The final chapter, “Welcome to the Beauty Clinic”, is likely the most useful for rhetoricians interested in the connection between bodies and rhetoric because Hawhee performs the most body-focus method of rhetorical analysis, which she calls a body biography. In this chapter, Hawhee creates direct connections between an analysis of Burke’s physical condition and his intellectual progress on the Symbolic of Motives. Until this point, Hawhee has performed a rhetorical method that connects Burke’s writings to the bodies in Burke’s life. She has also performed a method that connects Burke’s writings on bodies and his writings on language. In this chapter, she moves language and bodies even closer by making the most direct connection between bodies and language. Hawhee explains the method is to “examine how two bodies – the body in theory and Burke’s own ailing body – both sculpted and stultified his writing during this period [1950’s]” (129).
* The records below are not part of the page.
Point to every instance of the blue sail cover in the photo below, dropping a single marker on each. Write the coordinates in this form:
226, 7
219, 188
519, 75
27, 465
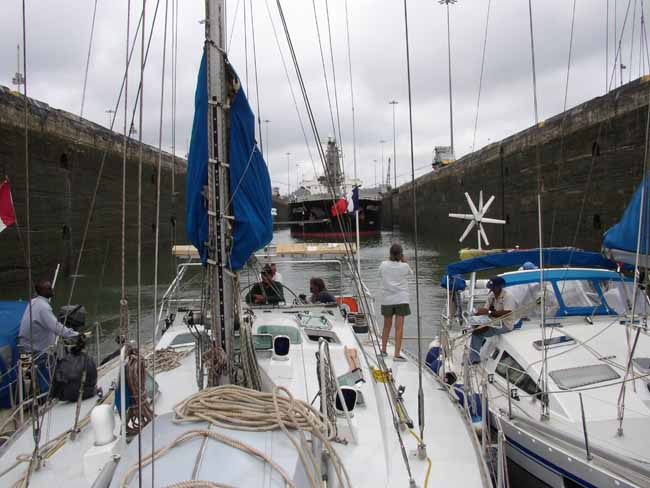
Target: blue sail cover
197, 168
10, 314
250, 184
563, 256
620, 242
She opens the analysis by discussing Burke’s various ailments and then connects those ailments to Burke’s developing thinking on bodies and symbolic action. His abuse of alcohol and ongoing respiratory ailment hindered the flow of his ideas. These physical conditions affected his process of writing, creating starts, stops and interruptions. His writing stops and stumbles like the Gaspo-Gaggo-Gulpo of his lungs struggling to breath. Both of these physical ailments led Burke to return to thinking on the body in further depth. Hawhee explains, “Burke’s relationship to his ailing body, as evidenced in his painstaking account of his symptoms’ correlation – indeed, response – to the flow of ideas, approximates....a belief in the transformative power of illness” (134). She then connects these physical ailments to how Burke develops four different bodies of catharsis – bodies that purge, bodies that laugh and cry, bodies of the crowd, and bodies as part of ecology - in “On Catharsis or Resolution” a piece of writing that was intended to contribute to A Symbolic of Motives, his final major book project. Hawhee explains that these bodies and Burke’s own body remind him of the ‘deathiness’ that “paradoxically binds and divides bodies and language” (146). Without bodies, language may be pure and essential, but it would also be dead and empty. Bodies give language life, vivacity and through the birth and death of new bodies, language builds and grows.

Hawhee does not simply urge rhetoricians to focus on the connection between language and body; her entire book performs body-focused rhetorical analysis. This focus on the body is most clear in “Welcome to the Beauty Clinic”. In Moving Bodies: Kenneth Burke at the Edges of Language, Hawhee effectively argues for a rhetorical analysis at the intersection of language and bodies. The book functions as a performance of a rhetorical analysis that connects bodies and language. By connecting Burke’s ideas to the bodies surrounding the texts, this book breathes fresh life into Burke’s words. Before publishing Moving Bodies, Hawhee states, “It would be incumbent upon Burke scholars to take seriously Burke’s terms and turns and look into their conditions of emergence” (Burke on Drugs, 1). Moving Bodies represents the most extensive example connecting Burke’s terms and turns and their “conditions of emergence”. In this case, the conditions of emergence are the bodies in the text, the bodies influencing Burke’s ideas, and Burke’s own body as he develops his theories throughout his life. Hawhee’s argument and performance in this text remind scholars of rhetoric to pay attention to the bodies that give language life, movement and energy.

* Patricia Fancher is a PhD student in the Rhetorics, Communication, and Information Design program at Clemson University.

Works Cited

Hawhee, Debra. Moving Bodies: Kenneth Burke at the Edges of Language. Columbia: U of South Carolina P, 2009. Print.

Hawhee, Debra. “Burke on Drugs”. Rhetoric Society Quarterly. 34:4 (2004), 5-28. Print.